Sob um ponto de vista mais prático, Mendonça não deixou de reconhecer o fenômeno das fake news, nem de admitir seu efeito nocivo; mas rejeitou o paternalismo implícito nos votos de seus colegas ministros, para quem os usuários seriam meros cordeirinhos que tendem a crer em tudo o que veem na internet e, por isso, teriam de ser “defendidos” pelas autoridades. O ministro lembrou que os modelos de regulação europeus, que são a inspiração para os votos dos ministros que antecederam Mendonça, tendem a sufocar não só a liberdade de expressão, mas também a inovação, ao contrário do modelo norte-americano, no qual o Marco Civil da Internet se inspirou. E alertou para um perigo: o “dever de cuidado” que os ministros querem impor às plataformas pode levar a um tipo de “classificação” de usuários de acordo com seu “risco” de fazer afirmações inconvenientes na internet, criando uma espécie de ranqueamento similar ao imposto pela ditadura chinesa – só que, desta vez, com caráter privado.

Ao contrário de Barroso, que em seu voto até apresentou boas premissas, mas acabou descambando para a defesa de modelos que levarão à censura, Mendonça levou seu raciocínio até o fim de forma coerente. Afirmou que as regras atuais, pelas quais as plataformas só podem ser responsabilizadas se desobedecerem ordem judicial de remoção de conteúdo (com apenas duas exceções em que basta a notificação da parte ofendida para a remoção se tornar obrigatória) são constitucionais. Mas ele ainda foi além, classificando como inconstitucional a remoção ou bloqueio de perfis em mídias sociais, a não ser quando forem comprovadamente falsos, como no caso de robôs ou usuários se passando por outra pessoa. Qualquer pessoa minimamente familiarizada com o funcionamento das mídias sociais e com a Constituição já sabia que é assim, pois a lei maior não permite esse tipo de censura prévia; mas que Mendonça queira colocar essa questão em pratos limpíssimos é extremamente bem-vindo, já que essa tem sido uma das principais ferramentas de Alexandre de Moraes para calar aqueles que ousam criticá-lo.

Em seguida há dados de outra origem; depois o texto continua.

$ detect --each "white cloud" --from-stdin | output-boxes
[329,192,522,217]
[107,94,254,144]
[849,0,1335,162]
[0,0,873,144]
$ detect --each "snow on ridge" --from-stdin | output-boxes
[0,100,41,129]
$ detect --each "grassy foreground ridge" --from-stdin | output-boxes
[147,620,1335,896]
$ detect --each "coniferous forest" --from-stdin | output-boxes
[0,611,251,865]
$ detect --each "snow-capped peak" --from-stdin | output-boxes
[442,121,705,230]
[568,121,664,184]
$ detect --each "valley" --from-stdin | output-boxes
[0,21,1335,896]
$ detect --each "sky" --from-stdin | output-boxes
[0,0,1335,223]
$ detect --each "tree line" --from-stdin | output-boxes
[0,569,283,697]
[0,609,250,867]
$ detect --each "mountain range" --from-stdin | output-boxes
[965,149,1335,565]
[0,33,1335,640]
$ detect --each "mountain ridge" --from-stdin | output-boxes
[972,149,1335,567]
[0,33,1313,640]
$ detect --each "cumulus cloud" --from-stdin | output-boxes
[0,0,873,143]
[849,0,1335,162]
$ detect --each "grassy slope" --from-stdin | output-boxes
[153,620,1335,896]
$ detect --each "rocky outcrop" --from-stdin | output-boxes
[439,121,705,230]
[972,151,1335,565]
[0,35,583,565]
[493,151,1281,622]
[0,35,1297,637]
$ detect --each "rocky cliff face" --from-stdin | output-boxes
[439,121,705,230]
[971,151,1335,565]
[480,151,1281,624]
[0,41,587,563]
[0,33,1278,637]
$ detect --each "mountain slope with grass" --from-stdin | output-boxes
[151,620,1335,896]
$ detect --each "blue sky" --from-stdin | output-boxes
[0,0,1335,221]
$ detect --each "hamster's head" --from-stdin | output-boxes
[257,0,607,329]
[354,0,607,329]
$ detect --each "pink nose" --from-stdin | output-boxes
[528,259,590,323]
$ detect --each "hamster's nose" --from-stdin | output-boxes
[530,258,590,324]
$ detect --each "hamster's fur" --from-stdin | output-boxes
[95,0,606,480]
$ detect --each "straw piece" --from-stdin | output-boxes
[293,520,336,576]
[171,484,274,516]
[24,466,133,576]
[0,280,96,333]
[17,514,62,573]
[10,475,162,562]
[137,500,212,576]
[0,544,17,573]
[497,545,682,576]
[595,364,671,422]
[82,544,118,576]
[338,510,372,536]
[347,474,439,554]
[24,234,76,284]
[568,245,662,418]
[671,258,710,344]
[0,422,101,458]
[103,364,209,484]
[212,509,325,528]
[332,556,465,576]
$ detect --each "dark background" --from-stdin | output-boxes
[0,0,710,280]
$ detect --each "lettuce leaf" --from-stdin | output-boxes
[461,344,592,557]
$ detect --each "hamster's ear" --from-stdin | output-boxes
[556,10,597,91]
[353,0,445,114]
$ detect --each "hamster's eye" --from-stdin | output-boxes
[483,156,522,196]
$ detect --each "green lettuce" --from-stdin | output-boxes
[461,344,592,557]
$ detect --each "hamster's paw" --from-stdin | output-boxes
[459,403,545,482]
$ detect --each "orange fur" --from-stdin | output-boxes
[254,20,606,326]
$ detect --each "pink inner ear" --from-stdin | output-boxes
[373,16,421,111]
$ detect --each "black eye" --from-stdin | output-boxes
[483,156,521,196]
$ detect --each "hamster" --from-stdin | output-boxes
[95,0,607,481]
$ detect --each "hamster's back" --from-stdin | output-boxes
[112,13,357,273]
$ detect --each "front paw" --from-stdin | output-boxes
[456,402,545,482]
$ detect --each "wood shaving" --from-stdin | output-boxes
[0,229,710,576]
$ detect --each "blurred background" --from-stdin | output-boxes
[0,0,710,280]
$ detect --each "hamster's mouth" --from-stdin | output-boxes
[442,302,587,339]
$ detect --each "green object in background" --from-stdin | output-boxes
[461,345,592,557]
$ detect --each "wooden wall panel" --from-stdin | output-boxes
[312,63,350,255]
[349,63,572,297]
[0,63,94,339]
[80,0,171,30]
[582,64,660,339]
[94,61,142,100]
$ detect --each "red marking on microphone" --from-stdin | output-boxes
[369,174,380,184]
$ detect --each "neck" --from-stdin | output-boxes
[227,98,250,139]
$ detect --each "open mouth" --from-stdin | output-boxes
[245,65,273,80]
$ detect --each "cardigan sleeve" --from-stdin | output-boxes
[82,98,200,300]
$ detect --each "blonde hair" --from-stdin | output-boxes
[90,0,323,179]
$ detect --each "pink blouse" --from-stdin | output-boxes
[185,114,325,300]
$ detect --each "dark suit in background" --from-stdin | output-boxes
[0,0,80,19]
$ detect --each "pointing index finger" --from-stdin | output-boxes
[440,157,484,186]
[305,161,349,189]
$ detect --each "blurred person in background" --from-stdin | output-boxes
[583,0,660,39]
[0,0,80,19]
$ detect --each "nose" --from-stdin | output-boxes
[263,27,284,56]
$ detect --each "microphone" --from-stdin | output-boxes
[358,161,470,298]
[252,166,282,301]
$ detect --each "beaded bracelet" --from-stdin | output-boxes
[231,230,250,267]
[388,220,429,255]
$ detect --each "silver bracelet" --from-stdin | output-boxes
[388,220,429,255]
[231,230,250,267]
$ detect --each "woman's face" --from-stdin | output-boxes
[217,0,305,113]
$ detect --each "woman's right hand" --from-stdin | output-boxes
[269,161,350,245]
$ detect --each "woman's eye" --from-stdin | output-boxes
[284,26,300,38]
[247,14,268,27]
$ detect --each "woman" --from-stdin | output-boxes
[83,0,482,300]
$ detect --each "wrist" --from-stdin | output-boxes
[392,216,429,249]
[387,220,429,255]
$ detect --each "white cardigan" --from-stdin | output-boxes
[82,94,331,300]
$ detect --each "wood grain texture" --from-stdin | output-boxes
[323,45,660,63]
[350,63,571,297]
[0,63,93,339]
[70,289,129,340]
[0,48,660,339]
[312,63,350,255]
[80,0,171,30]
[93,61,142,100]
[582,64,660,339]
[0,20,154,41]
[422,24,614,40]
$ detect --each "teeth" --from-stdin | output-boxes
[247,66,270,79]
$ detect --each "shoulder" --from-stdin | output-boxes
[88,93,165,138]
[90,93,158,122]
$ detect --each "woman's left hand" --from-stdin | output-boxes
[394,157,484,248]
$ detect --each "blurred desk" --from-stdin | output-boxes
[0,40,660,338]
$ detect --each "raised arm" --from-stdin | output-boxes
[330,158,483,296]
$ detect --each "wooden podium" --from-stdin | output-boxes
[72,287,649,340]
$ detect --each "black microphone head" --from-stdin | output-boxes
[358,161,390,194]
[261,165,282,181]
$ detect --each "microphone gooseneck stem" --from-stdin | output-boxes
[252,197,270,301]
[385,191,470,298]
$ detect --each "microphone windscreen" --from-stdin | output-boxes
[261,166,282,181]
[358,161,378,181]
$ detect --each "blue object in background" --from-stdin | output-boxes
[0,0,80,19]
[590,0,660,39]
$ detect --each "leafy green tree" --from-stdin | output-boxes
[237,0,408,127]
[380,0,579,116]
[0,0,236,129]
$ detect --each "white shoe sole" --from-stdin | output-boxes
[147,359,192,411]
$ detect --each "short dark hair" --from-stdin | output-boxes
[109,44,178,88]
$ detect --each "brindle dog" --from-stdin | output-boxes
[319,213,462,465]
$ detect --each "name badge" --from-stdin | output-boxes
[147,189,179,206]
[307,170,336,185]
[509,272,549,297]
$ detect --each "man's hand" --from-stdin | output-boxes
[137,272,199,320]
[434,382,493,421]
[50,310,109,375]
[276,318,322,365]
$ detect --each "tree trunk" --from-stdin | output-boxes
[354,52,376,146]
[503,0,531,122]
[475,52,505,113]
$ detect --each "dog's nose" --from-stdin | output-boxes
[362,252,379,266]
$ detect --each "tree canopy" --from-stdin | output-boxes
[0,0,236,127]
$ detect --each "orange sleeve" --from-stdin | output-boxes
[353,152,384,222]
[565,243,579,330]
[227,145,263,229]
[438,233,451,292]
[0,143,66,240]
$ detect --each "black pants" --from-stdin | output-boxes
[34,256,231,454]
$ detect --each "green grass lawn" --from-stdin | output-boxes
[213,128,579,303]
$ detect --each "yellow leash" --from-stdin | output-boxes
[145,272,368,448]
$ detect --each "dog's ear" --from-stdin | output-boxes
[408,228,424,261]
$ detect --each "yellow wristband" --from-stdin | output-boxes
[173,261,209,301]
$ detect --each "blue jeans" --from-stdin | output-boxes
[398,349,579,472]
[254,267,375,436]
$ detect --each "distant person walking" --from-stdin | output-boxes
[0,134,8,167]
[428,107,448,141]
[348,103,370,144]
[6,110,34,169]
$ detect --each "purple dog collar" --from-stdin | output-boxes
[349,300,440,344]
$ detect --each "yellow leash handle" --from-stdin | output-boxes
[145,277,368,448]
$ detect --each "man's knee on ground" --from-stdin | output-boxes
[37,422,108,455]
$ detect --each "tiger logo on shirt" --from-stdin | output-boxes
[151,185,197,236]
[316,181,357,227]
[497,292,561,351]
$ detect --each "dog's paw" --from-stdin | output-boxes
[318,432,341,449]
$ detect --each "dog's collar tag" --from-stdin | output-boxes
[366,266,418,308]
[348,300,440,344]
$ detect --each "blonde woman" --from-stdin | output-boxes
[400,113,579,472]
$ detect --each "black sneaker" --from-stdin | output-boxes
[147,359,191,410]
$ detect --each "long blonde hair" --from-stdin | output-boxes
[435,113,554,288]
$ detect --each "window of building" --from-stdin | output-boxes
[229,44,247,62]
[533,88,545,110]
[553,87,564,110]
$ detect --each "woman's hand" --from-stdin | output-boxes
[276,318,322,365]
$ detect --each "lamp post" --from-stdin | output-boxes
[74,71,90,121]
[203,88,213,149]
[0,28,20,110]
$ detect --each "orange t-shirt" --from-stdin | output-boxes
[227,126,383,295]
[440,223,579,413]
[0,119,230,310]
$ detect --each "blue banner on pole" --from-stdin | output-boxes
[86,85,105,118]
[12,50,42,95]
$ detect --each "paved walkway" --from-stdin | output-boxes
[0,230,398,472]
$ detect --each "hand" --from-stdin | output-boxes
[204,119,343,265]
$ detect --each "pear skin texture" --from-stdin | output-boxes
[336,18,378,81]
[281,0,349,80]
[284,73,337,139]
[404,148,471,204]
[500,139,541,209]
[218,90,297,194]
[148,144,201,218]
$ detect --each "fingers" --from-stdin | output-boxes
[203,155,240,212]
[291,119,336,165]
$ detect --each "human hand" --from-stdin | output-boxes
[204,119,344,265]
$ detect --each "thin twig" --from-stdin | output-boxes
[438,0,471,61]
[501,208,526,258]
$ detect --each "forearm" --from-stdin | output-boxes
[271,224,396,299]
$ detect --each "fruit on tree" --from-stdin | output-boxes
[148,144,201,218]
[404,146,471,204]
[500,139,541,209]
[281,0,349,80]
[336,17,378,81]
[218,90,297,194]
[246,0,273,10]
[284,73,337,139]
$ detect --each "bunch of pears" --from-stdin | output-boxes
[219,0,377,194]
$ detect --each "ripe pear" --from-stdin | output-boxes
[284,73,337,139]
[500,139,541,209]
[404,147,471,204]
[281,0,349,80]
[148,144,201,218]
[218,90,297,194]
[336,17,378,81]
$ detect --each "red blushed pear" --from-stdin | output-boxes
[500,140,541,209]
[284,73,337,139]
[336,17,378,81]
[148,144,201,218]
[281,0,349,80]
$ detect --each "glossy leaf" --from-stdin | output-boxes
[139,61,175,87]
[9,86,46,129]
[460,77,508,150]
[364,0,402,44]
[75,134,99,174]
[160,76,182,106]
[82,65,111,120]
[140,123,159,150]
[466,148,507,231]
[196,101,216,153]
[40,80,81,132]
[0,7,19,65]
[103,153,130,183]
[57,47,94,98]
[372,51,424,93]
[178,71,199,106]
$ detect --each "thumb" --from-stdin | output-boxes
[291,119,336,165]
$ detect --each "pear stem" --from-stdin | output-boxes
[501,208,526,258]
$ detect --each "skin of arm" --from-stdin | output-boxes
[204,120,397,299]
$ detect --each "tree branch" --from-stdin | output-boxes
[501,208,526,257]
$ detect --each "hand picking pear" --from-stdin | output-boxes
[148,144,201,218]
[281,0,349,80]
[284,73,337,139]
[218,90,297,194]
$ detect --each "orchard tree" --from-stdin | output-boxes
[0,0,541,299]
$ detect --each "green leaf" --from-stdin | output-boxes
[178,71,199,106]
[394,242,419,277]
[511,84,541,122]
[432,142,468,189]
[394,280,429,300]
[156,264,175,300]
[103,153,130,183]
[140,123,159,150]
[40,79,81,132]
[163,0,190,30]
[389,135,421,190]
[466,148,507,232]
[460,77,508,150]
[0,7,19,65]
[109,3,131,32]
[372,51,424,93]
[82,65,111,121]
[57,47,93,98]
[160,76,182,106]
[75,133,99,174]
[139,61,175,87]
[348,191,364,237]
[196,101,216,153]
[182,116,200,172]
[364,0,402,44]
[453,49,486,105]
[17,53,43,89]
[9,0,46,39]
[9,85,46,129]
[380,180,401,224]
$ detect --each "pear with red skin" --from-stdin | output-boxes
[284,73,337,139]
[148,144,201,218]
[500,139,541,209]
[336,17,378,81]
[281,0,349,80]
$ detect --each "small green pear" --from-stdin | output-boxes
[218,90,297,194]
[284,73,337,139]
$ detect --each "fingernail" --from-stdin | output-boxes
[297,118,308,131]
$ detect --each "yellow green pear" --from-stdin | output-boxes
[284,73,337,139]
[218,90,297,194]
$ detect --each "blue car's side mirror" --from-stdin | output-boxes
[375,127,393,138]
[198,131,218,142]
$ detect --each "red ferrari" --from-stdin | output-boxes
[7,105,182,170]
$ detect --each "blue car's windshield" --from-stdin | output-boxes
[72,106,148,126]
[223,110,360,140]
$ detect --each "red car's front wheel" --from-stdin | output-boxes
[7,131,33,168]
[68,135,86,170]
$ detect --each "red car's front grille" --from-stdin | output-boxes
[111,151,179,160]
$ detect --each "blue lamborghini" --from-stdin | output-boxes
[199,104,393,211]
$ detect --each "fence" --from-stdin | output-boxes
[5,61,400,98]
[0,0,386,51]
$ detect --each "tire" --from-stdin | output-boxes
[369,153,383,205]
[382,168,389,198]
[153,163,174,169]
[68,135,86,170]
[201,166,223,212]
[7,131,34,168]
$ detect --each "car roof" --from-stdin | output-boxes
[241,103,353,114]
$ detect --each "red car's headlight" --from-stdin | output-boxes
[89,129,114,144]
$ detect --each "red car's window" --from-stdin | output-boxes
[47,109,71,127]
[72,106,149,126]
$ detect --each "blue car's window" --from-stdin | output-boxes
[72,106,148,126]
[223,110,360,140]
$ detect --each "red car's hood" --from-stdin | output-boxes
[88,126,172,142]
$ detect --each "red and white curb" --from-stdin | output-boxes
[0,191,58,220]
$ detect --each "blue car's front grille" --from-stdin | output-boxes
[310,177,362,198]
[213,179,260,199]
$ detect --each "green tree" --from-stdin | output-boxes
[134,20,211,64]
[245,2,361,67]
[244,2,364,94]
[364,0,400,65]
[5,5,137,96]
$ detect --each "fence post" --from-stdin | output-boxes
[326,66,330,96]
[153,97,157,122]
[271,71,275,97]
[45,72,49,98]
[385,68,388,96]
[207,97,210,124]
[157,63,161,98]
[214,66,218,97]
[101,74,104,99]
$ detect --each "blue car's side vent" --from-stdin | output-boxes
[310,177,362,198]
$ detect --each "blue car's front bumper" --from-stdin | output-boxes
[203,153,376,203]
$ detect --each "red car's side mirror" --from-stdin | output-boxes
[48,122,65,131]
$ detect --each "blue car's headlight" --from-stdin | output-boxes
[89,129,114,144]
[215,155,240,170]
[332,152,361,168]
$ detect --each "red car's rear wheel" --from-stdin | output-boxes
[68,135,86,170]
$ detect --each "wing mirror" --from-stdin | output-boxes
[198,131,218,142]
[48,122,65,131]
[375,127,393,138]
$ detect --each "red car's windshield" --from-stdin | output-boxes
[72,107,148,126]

Os quase seis meses passados desde que Mendonça pediu vista até a apresentação de seu voto foram muito bem empregados na construção de uma argumentação sólida que defende a liberdade de expressão, condena a censura – especialmente um tipo de censura que se tornou cada vez mais comum no Brasil atual – e tenta conter o ativismo judicial. Em um ambiente cada vez mais carregado, como demonstram alguns dos últimos acontecimentos da vida nacional, o voto de Mendonça desponta como uma muito necessária manifestação sensata e lúcida. Resta saber se essa argumentação será capaz de convencer uma quantidade suficiente de ministros, dos sete que ainda votarão sobre esse tema, para que a liberdade de expressão ganhe ao menos uma sobrevida no Brasil.